Bicoide agit en augmentant la concentration de Hunchback dans l’antérieur de l’œuf. Les
protéines Nanos et Pumilio sont des répresseurs traductionnels de hunchback, en
réprimant la synthèse de sa protéine dans la partie postérieure de l’œuf. Pumilio ne
fonctionne pas en l’absence de la protéine Nanos. Le résultat est la dégradation de
l’ARNm de huchback dans la partie postérieure de l’œuf. L e manque de Bicoide dans le
postérieur mène à l’expression de caudal ; Donc, les deux protéines Hunchback et
Caudal sont exprimées avec des gradients de concentration (distribution asymétriques
dans l’œuf).

197
Les gènes de segmentation
L’expression des gènes gap est généralement régulée par des gènes maternels. Au
moins quelque uns des gènes gap codent pour des facteurs de transcription qui affecte la
transcription d’autres gènes de segmentation ou des gènes homéotiques. Un gène de
segmentation bien caractérisé est le « Fushi tarazu » de la sous-classe de « pair-rule ».
Si ce gène est délété, l’embryon développe sept segments au lieu de 14, chacun d’eux
ayant le double de la largeur d’un segment normal. La protéine « Fushi tarazu » est un
activateur transcriptionnel avec un domaine homéo. L’ARNm et les produits de ce gène
s’accumulent en sept rayures qui encerclent le deux tiers du postérieur de l’embryon.

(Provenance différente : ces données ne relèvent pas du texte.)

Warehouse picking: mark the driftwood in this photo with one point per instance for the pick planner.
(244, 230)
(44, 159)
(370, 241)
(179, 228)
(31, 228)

Ces
rayures démarquent la position des segments qui vont se développer plus tard. Ils
disparaissent si ce gène perd sa fonction. Ce gène et d’autres qui lui sont similaires
dirigent l’expression directement ou indirectement d’autres gènes dans la cascade du
développement.

Les gènes homéotiques


La perte d’un de ces gènes par délétion ou mutation cause l’apparence d’un appendice
normal à une position inappropriée du corps de la mouche. Un exemple est le gène
ultrabithorax. Quand sa fonction est perdue, le premier segment abdominal se développe
de façon incorrecte en ayant la structure du troisième segment thoracique. D’autres
mutations de ces gènes peuvent causer la formation d’une paire d’ailes supplémentaire,
ou des pattes à la place des antennes. Les gènes homéotiques sont distribués sur une
longue distance de l’ADN, le « ubx » ayant 77000 p.b. de longueur et contient des introns
jusqu’à 55000 p.b. la transcription de ce gène dure une heure. Ceci fait partie d’un
mécanisme temporel important de régulation des gènes du développement. La protéine
« Ubx » est un facteur transcriptionnel important qui contient un homéodomaine.